"Even though she is on Medicare, her care center stay is not covered. Why? Because the hospital declared her first night as "observation." She was admitted at 2:25 a.m., thereby missing the (E1)"two midnights" requirement for Medicare to pay for the (I:) usual next step for seniors after discharge: rehabilitation. (E2) If a patient is admitted for that minimum, he or she is (M1) eligible for 100 days of skilled nursing care. Because my mother was not, (M2) we pay out-of-pocket."

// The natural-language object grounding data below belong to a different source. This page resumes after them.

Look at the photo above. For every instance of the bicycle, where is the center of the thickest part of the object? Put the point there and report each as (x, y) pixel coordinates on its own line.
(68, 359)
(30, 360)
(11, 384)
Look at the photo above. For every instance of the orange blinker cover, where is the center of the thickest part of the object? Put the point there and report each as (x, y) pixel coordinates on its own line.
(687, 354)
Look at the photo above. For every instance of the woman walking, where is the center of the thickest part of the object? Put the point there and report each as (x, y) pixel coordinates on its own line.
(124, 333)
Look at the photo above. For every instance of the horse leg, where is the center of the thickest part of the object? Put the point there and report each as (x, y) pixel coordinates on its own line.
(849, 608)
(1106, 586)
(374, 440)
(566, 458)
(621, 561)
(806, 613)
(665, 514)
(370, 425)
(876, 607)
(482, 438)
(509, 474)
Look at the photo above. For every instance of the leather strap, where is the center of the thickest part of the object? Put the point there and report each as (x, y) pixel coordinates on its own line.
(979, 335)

Just to set the record straight (see image above from medicare.gov or read more for all the details):
E2: There are six – not one -- requirements for SNF care coverage under Medicare; one of them is that the patient first be admitted to – not observed at -- an acute care hospital for “three days not counting the day of discharge,” not “two midnights.” (The author is apparently confused because there is a new “two midnight” auditing protocol now being tested by Medicare that has nothing to do with SNF care coverage. But If the test were to result in the two midnight rule becoming law and did change SNF care coverage rules, it possibly would have favored the person's mother, not harmed her. )

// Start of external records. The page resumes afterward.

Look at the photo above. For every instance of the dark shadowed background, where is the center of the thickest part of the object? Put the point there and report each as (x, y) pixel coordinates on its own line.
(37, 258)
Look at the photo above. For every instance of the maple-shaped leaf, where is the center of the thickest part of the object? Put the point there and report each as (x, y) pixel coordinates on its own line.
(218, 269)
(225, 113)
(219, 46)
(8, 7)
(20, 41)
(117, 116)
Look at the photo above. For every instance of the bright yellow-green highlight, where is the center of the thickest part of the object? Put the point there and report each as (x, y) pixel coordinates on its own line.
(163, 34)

M1. To keep Medicare SNF care coverage once at the "care center" there are multiple extensive additional requirements to meet – which are checked weekly or even daily -- once a Medicare patient is transferred to a “care center” for skilled nursing/rehabilitation; if those multiple requirements are continually met, the patient could receive UP TO 100 days of PARTIALLY covered skilled nursing care before Medicare coverage ends
M2: Everyone – not just this person's mother -- in a SNF under Medicare coverage for more than 20 days – including everyone that meets all six requirements to get into a SNF under Medicare and all daily or weekly continuing requirements to maintain the Medicare coverage once there -- pays out of pocket. This complaining woman was not unique in having to pay out of pocket. All of us on Medicare have to pay out of pocket for everything, beginning with 45-50 years of premium prepayment and usually a monthly premium once on Medicare, all of which only covers half our costs on average (almost all of us arrange fior tertiary -- usually private -- supplemental insurance that pays some of the out of pocket costs).

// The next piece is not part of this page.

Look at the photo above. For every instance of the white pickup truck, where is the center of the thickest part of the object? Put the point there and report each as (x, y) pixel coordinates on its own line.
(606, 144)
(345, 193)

I1: The sentence about rehabilitation being the “usual next step for seniors after discharge” makes no sense. I would guess that the next step is usually “go back to the surgeon in a week” or… “call me if it gets infected…” or... But even if the author is correct, the rehab is usually given at home or outpatient so what does that have to do with the rest of the article? Or the two midnight rule? Or any of the author's other blather about a law that would just make the situation worse and actually bake into legislation exactly what the author is complaining about. All I can deduce is that the journalist wants United States Medicare to pay for her mother's daily living costs. Elsewhere in the article she says the mother will never get out of the home and needs 24x7 custodial care.